Block 3 - Higher Command and the Conduct of Joint and Combined Operations

Aim
Block Three prepares course members for employment in the higher command environment and exposes them to the application of the operational art at the strategic and operational levels.

Description
Block Three focuses on higher command, the design and planning processes for complex operations across the military strategic and operational interface. Course members analyse the use of force in the national strategic context and the translation of strategic policy into military strategy. The Block examines ADF higher design and planning processes and the approaches of other agencies, coalition and international military and police forces. Course members explore force design, force delivery and force sustainment considerations, as well as the planning considerations for intelligence, information, force protection, and logistics operations. The Block also examines issues surrounding international law, the laws of armed conflict and the ethics of command that permeate the nature of command and leadership.

The Block is divided into a core element and week-long study tour undertaken by all course members, and an electives element which provides course members the opportunity to study a range of focus areas in depth. These electives cover counter-insurgency operations, strategic leadership, campaigning, and civil-military engagement.
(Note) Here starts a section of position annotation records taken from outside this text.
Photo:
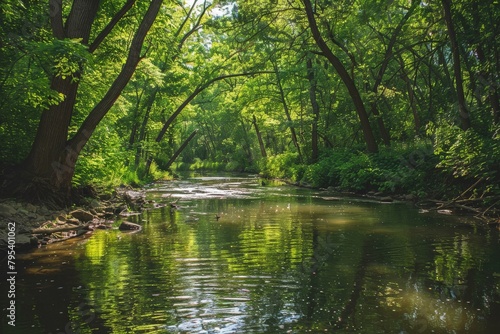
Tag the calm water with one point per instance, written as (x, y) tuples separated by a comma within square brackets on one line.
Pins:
[(278, 260)]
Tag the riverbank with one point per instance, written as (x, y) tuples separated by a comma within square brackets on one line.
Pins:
[(36, 225)]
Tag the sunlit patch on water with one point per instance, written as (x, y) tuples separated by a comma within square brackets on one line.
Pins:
[(239, 256)]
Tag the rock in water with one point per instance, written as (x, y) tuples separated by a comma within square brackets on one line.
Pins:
[(128, 226), (82, 215)]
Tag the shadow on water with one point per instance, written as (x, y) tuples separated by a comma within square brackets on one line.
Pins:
[(238, 256)]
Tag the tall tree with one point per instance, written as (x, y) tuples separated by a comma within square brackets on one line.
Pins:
[(457, 67), (49, 168), (339, 67)]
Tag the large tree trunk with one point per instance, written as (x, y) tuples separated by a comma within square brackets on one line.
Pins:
[(315, 110), (259, 137), (384, 133), (370, 141), (287, 111), (457, 69), (52, 159)]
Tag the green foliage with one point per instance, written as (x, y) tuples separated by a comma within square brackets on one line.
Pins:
[(470, 156), (284, 166), (400, 170)]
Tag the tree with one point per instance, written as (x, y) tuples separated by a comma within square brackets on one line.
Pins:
[(370, 141), (49, 168)]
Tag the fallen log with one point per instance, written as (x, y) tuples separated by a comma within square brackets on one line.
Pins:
[(42, 230)]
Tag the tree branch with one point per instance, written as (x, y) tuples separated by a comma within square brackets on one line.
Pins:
[(56, 18), (105, 32)]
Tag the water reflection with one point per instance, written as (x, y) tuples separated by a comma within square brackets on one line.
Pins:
[(278, 260)]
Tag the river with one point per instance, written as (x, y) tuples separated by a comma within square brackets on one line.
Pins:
[(240, 256)]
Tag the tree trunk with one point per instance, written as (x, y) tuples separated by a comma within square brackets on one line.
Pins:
[(259, 137), (180, 149), (411, 96), (384, 133), (457, 69), (52, 159), (370, 141), (287, 111), (315, 110)]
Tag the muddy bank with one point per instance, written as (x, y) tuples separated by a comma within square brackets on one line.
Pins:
[(36, 225)]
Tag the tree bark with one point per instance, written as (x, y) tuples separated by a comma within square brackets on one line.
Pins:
[(259, 137), (53, 157), (384, 133), (49, 146), (287, 111), (180, 149), (315, 110), (369, 138), (457, 69)]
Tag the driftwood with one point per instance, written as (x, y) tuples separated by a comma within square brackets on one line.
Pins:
[(42, 230)]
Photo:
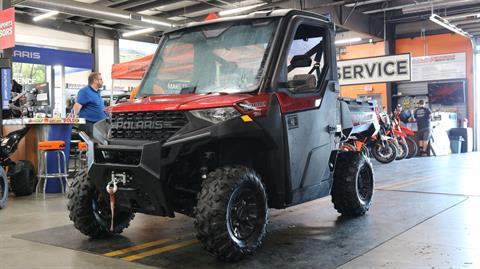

The core elements of Block Three include a seven day campaigning exercise involving senior mentors, including former Service Chiefs and senior strategic and operational level commanders. The study tour will involve designated course members examining ADF capability, or the military capability of New Zealand or Papua New Guinea.

Learning Objectives
  • Understand the use of force in the national strategic context.
  • Understand the nature of modern warfare.
  • Examine the translation of strategic policy into military strategy.
  • Analyse risk, friction and ambiguity at the strategic and operational levels.
  • Understand Defence's role in the national security architecture.
  • Understand the strategic implications of higher design and planning for joint, multi-agency and combined operations. 18 Centre for Defence and Strategic Studies Handbook 2011
  • Analyse higher command.
  • Consider the factors associated with successful coalition operations.
  • Understand force design, force delivery and force sustainment considerations for specific environmental capabilities.
  • Understand the planning factors for specialist and support operations.
  • Understand the Australian strategic and operational military planning process.
  • Understand the basis of international law, laws of armed conflict, relations with the media and ethics at the higher command level.
  • Analyse selected contemporary military-related security themes.
  • Understand planning for counter-insurgency operations.
  • Understand planning for civil-military cooperation in stability and reconstruction operations.
  • Apply advanced military planning to complex conventional war fighting scenarios.
  • Develop personal strategic leadership skill sets.
  • Plan a joint and combined campaign in an exercise setting.
Course Member Deliverable
Course members participate in a practical strategic planning for military operations exercise that involves both individual and small group activities resulting in both verbal presentations and written outcomes.

The major deliverable from Block Three is the Strategic Assessment Paper which is one of the two major written papers for the course. In this paper, course members demonstrate that they can analyse an external driver of security policy in the strategic environment. A Master of Arts course member writes an individual 10,000 word paper which is supervised and assessed externally. Graduate Diploma course members write an individual 5,000 word paper that is supervised and assessed internally.

Block 4 - Capability and Force Development

Aim
Block Four provides course members with a deeper understanding of strategic management and the Defence process.

Description
Initially, course members consider strategic leadership and management issues within the public and private sectors. The Business Study Tour provides course members with the opportunity to interact with a wide range of Chief Executive Officers and Managing Directors of major businesses to discuss comparative strategic management issues and practices.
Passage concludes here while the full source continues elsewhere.